Mónica sale de hacer un trámite en pleno microcentro,
y camina hacia el hórrido “metrobús” bajo la canícula porteña. Avanza por
Tucumán cuando de repente se topa con una escena de película: una decena de
jóvenes, muchachos y adultos se arrebatan revisando los títulos de una montaña
de libros que rebasan un container custodiado por unos laburantes.

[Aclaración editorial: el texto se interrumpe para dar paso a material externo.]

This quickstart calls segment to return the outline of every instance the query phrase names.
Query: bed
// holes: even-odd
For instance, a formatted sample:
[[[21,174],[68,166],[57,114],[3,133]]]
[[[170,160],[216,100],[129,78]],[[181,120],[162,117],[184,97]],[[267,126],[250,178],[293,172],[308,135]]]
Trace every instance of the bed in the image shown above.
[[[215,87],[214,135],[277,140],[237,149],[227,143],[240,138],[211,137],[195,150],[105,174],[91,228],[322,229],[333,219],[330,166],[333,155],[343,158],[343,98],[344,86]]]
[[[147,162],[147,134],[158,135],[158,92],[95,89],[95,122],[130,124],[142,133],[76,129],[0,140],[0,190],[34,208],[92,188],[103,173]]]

Al principio, nada está muy claro: cómo llegaron
hasta allí esos volúmenes, y quién o quiénes administran ese aquelarre de lectores
abalanzados sobre el material? Alrededor, mientras tanto, los oficinistas,
los profesionistas, pasan indiferentes a esta colmena que examina rápidamente y
descarta, que hojea con fruición y, de alguna manera, se las arregla para
asegurarse las obras escogidas. No hay tiempo que perder, se dice Mónica a sí
misma, y alcanza a manotear Las olas de Virginia Woolf, uno de un escritor
chileno, y otro de su amado Onetti. A su lado, temiendo acaso un malentendido,
una señora le advierte que debe pagarle a los obreros. Mónica le muestra su
cosecha a uno de los trabajadores, y este le dice que son quince pesos. Quince
pesos, piensa Moni: “Menos que un café!”
Cuando horas después me lo cuenta en la cocina de su
casa, en su cara se mantienen el asombro y la dicha. Porque más allá de imaginar
al fallecido dueño de tamaña biblioteca –y a la desaprensiva familia que decidió
tirarla a la calle-, le dura la felicidad de haber visto a ese conjunto de espíritus
amantes de los libros. Pero, sobre todo, los rostros de los laburantes, ansiosos
de saber qué mundos se abren detrás de todas esas palabras.